Totally. Just because I’m curious, what have you enjoyed doing recently that’s not music?
I always love asking people this because they seem to get amped when they get to talk about something else.
That’s so funny. I was very recently walking around thinking: well, what else do I do? I feel like I have other stuff, right? I’m positive that I do other things. I cook a lot when I’m home, or I try to when I have the energy because it does require some energy. I really love cooking. Honestly, if I could spend a whole day making a meal, that’s my ideal day. I’ll go get a really nice cut of something, marinate it, or salt and pepper it, and let it sit. I’ll plan my entire free day around this meal-having moment.
It’s great because there’s an end product. This feeling of I have accomplished this.
Ah! That moment! I think I spent four hours making meatballs and a sauce the other day and I thought: What else is there? This is the best! My favorite.
The key to life!
It really just is, man. If you can get a good meatball situation happening, a good bottle of wine, you’re listening to nice music, you got the dog. It’s so grounding. That’s how I ground.

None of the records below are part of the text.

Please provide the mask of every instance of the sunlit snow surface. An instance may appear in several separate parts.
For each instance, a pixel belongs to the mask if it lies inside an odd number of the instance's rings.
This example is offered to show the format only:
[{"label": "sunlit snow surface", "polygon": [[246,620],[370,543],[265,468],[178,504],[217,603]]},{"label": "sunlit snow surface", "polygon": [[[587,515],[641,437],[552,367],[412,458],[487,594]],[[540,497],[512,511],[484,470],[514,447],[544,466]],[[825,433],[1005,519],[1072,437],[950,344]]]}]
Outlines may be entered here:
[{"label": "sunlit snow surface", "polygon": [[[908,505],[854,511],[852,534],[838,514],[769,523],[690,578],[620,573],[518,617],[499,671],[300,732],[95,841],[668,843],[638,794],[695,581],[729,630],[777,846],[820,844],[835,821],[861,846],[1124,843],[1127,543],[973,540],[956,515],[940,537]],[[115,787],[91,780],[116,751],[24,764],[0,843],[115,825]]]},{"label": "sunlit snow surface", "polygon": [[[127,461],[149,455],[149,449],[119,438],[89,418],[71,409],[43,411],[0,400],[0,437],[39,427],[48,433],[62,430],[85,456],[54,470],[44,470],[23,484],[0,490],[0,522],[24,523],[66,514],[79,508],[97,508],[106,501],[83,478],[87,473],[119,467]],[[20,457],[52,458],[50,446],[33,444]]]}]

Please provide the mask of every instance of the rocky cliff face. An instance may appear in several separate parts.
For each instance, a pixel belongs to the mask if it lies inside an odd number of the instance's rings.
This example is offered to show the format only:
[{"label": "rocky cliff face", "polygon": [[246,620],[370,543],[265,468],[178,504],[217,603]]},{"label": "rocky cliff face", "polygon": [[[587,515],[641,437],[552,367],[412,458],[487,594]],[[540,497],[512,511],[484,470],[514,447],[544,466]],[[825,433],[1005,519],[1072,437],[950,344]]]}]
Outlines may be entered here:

What record would you hypothetically be listening to in that situation?
To be honest, in situations like that, I try not to listen to songs. It’s maybe the only scenario in which I can listen to jazz. Not to be a jerk, and I’m sure I’ll get shunned for saying this, but I really just can’t do jazz. It makes me feel like I’m going to have a panic attack. There’s nothing for me to hold on to so I feel like I’m suspended in space. It’s like somebody hit my foot really hard so I’m spinning through eternity.
Yeah, I mean, for songwriters like us, there’s sometimes the feeling of no home or 1 so it’s like: I don’t know where this is going. I can’t predict this.
Right! Are we going to land at any point or are we just suspended forever? But there’s something about cooking that makes me want to wander a little bit and not really want to know where I’m going and just kind of be in every single moment. It’s the grounding openness of the thing; that’s why I’m cooking in the first place. I don’t why, it just matches. But it’s literally the only scenario. I can’t drive and listen to jazz, that makes me feel like I’m going to die. I can’t run and listen to jazz. I can’t chill and listen to jazz. But I can cook and listen to jazz.
Are there people that their running music is jazz?
That’s a really good point. I don’t think so.
I would love that though.
Oh my god.
I usually end with this: Is there an artist or somebody current that you’ve been digging?
Actually, she just followed me on Instagram and I’m embarrassed at how excited I got when I saw that. I don’t if you know who Maisie Peters is. She’s a little pop baby and I think she’s so on her shit. I love love love every single thing that she’s put out. I’m like: Damn bitch, you’re just singing it. Good work. It’s just like damn damn damn damn damn! She has all of the things and I think that she’s such a magical ball of energy.